Four bills of indictment were preferred against defendant, charging him with violating various provisions of the prohibition laws of this state. The four cases, for the purposes of the trial, were consolidated in the court below, and tried as one case. The trial resulted in the acquittal of the defendant in one of the cases, and in his conviction in the remaining three. He was sentenced separately in each of the three in which he was convicted, and has appealed from those sentences, and from the judgments of conviction, to this court. The three appeals have been filed here in one transcript.
In one bf the cases defendant was convicted of operating a blind tiger. In that case he was sentenced to pay a fine of $200 and costs, and to be incarcerated in the parish jail for 30 days, and, in default of the payment of the fine and costs, to six months’ additional imprisonment. Hence, in that case, neither the fine nor the imprisonment actually imposed is sufficient to give this court appellate jurisdiction; nor has it such jurisdiction because of the punishment that might have been imposed.
Whenever the offense charged is not punishable with death or imprisonment at hard labor, this court has no appellate jurisdiction, unless a fine exceeding $300, or imprisonment exceeding six months, has been actually imposed. Of course, this assumes, as is the case here, that the legality or constitutionality of no fine or penalty imposed by a parish or a municipal corporation is in contest, and that no ordinance thereof, or law of the state, has been de*937dared unconstitutional. Section 10, art. 7, Constitution of 1921.
Our appellate jurisdiction, in criminal eases, in so far as relates to the penalty actually imposed, with which alone we are here concerned, was the same, under the Constitutions of 1898 and 1913, as that fixed by the Constitution of 1921. Article 85 of both.
Under the Constitution of 1898, it was held, in a ease where the offense was not punishable with death or hard labor, and where the defendant was sentenced to pay a fine of $300 and costs, and to confinement in the parish jail for six months, and in default of paying the fine and costs to be imprisoned for six months additional, that this court had no appellate jurisdiction. State v. Hamilton, 128 La. 91, 54 South. 482.
Under the Constitution of 1913, in a case in which the right of appeal depended on the punishment actually imposed, as in the Hamilton Case, and where the same sentence was imposed as in that case, except that, instead of the additional imprisonment being six months, in default of paying the $300 fine and costs, it was twelve months, this court held it had no appellate jurisdiction. State v. Mitchell, 137 La. 1098, 69 South. 851.

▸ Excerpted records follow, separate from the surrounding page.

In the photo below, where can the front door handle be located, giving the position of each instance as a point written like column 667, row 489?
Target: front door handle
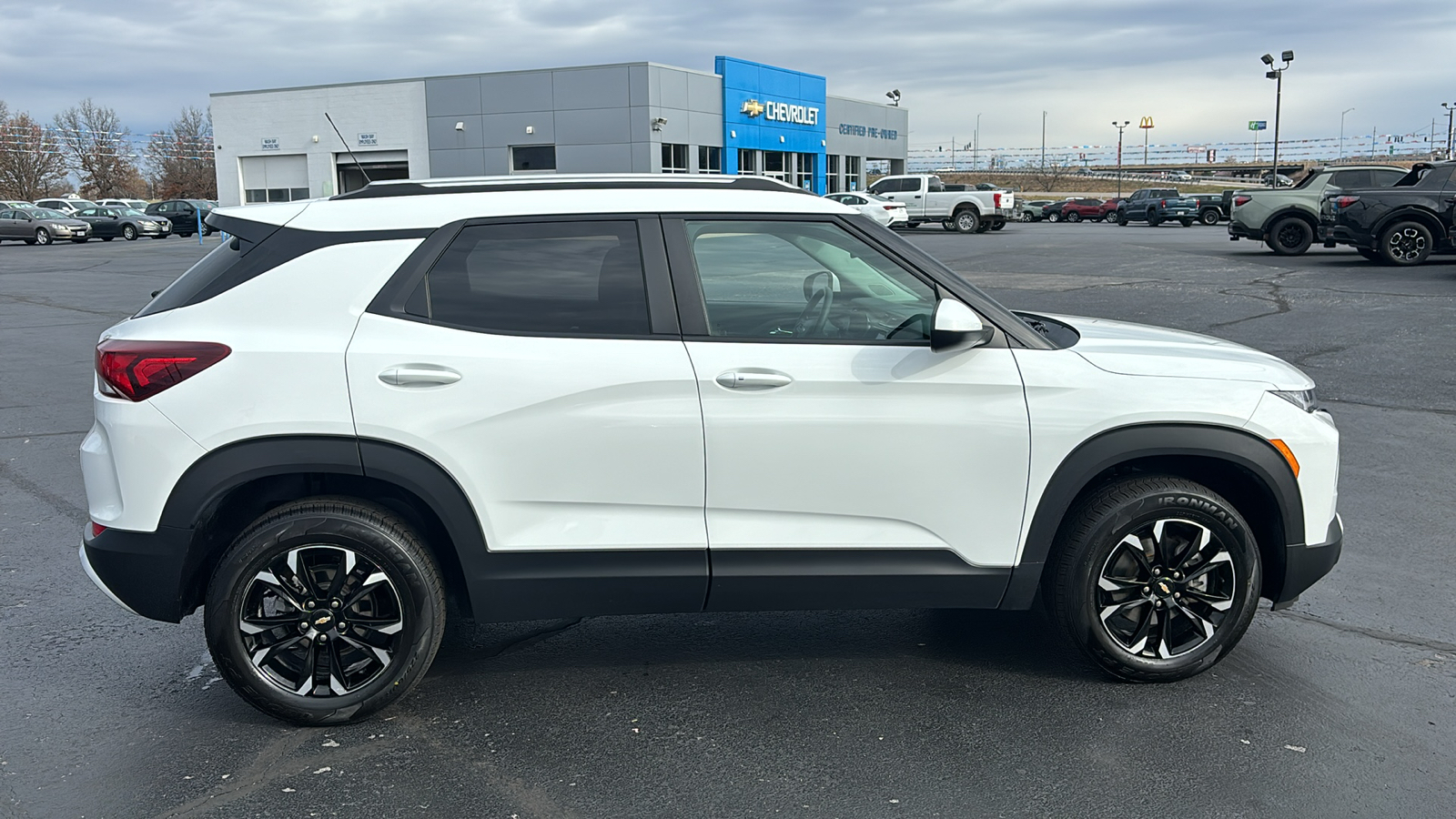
column 753, row 380
column 419, row 375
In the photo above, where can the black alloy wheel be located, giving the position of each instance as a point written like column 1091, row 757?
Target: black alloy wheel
column 1290, row 237
column 1155, row 579
column 325, row 611
column 967, row 220
column 1405, row 244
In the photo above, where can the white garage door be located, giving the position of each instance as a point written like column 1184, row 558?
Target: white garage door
column 274, row 178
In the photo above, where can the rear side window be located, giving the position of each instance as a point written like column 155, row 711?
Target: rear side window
column 551, row 278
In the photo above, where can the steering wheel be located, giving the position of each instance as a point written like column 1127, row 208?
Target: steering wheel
column 815, row 312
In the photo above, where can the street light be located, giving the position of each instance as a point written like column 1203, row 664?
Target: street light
column 1343, row 131
column 1451, row 108
column 1120, row 126
column 1278, row 75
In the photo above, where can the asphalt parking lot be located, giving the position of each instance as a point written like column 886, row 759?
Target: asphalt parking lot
column 1341, row 705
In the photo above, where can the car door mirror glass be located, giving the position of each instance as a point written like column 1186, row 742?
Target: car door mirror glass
column 957, row 327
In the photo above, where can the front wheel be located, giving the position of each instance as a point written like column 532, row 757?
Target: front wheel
column 1155, row 577
column 325, row 611
column 1405, row 244
column 967, row 222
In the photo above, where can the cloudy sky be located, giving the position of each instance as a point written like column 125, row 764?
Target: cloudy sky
column 1191, row 66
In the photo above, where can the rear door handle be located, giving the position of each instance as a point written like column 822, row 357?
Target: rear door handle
column 753, row 380
column 419, row 375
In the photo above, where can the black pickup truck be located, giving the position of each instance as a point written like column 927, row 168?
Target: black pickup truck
column 1401, row 225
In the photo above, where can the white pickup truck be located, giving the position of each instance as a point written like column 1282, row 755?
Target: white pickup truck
column 966, row 212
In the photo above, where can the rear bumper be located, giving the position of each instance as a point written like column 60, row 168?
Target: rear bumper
column 143, row 571
column 1305, row 564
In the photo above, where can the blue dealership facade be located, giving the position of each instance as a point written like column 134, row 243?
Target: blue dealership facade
column 744, row 116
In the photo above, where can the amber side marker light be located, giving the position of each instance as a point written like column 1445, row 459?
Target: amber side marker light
column 1289, row 455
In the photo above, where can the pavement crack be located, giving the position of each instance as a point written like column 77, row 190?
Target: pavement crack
column 1373, row 632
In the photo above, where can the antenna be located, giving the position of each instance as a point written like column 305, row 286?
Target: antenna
column 368, row 181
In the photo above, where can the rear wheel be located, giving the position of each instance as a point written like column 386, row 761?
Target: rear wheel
column 325, row 611
column 967, row 220
column 1405, row 244
column 1155, row 577
column 1290, row 237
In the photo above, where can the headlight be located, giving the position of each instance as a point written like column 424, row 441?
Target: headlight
column 1302, row 398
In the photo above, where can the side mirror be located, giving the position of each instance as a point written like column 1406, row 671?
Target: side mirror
column 957, row 327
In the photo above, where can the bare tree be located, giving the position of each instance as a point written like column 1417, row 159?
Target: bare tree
column 179, row 159
column 33, row 164
column 98, row 149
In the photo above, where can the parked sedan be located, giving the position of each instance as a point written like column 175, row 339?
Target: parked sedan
column 184, row 215
column 880, row 208
column 41, row 227
column 128, row 223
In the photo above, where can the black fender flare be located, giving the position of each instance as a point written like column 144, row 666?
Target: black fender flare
column 1125, row 445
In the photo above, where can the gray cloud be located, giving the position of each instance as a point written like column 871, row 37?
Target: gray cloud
column 1194, row 67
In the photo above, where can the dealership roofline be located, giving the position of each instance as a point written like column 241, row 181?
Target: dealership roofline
column 465, row 75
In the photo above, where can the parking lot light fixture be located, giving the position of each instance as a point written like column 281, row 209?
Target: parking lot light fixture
column 1278, row 75
column 1120, row 126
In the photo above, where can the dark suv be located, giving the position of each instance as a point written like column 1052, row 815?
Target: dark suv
column 184, row 215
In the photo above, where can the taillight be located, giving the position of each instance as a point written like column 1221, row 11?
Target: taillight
column 140, row 369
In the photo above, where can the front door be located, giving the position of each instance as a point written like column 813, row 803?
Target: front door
column 848, row 464
column 526, row 365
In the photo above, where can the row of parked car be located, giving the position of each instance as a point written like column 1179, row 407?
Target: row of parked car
column 44, row 222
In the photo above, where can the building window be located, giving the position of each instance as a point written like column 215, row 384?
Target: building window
column 533, row 159
column 852, row 177
column 674, row 157
column 710, row 159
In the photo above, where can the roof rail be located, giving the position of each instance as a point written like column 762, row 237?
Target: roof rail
column 577, row 182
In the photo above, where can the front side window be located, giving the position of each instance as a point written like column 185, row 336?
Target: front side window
column 552, row 278
column 805, row 280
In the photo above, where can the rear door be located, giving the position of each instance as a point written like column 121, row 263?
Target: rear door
column 848, row 465
column 529, row 361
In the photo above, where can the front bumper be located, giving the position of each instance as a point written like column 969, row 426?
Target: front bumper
column 146, row 573
column 1305, row 564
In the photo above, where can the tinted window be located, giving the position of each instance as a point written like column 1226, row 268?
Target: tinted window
column 560, row 278
column 771, row 280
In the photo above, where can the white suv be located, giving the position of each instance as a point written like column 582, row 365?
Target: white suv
column 584, row 395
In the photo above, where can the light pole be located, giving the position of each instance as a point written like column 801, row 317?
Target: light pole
column 1278, row 75
column 1043, row 142
column 1343, row 131
column 1451, row 109
column 1120, row 126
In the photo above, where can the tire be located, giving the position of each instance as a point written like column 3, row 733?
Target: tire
column 967, row 220
column 1290, row 237
column 1405, row 244
column 1177, row 627
column 324, row 535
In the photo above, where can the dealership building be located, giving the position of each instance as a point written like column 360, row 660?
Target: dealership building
column 623, row 118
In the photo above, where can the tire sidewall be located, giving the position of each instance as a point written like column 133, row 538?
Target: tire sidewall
column 262, row 544
column 1188, row 504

The reasoning of 'the above cases is that the costs constitute no part of the fine, but follow it as a matter of course, and therefore cannot be added to it to give jurisdiction; and that the imprisonment imposed, in default of paying the fine, is not actually imposed, in the sense of the Constitution, since it is optional with the prisoner to pay the fine and escape that part of the imprisonment, as that part is intended merely to secure payment, and hence cannot, of itself, nor by being added to that actually imposed, which the prisoner cannot escape, vest this court with appellate jurisdiction.
The above cases are pertinent under the present Constitution, and, when they are applied to the case at bar, it is clear that we have no jurisdiction. Hence we must notice, even without plea, the absence of jurisdiction in the blind tiger case, and dismiss the appeal therein, of our own motion.
The sentence actually imposed in each of the two remaining eases is sufficient to vest this court with jurisdiction. In the first of them, defendant is charged with the “manufacture for sale, and for beverage purposes, and without being the holder of a legal permit therefor from proper federal authorities, intoxicating liquor, to wit, whisky or what is commonly called ‘moonshine’ whisky.”
Defendant moved to quash the bill of indictment on the ground that it is defective, in that it fails to negative the exceptions contained in section 4 of Act 39 of 1921; this being the act under which the charge is laid. Section 4 reads:
“That nothing in this act shall be construed to forbid the possession of intoxicating liquors in one’s private dwelling or abode while the same is occupied by him as such a dwelling, provided such intoxicating liquors were legally acquired and áre only for personal consumption by the owner thereof and his family residing in such dwelling and his bona fide guest when entertained by him therein.
“Nothing in this act shall be construed to prevent a citizen who is a householder from brewing beer and fermenting wine for the use of himself and his family in his home and his bona fide guest entertained in such home.”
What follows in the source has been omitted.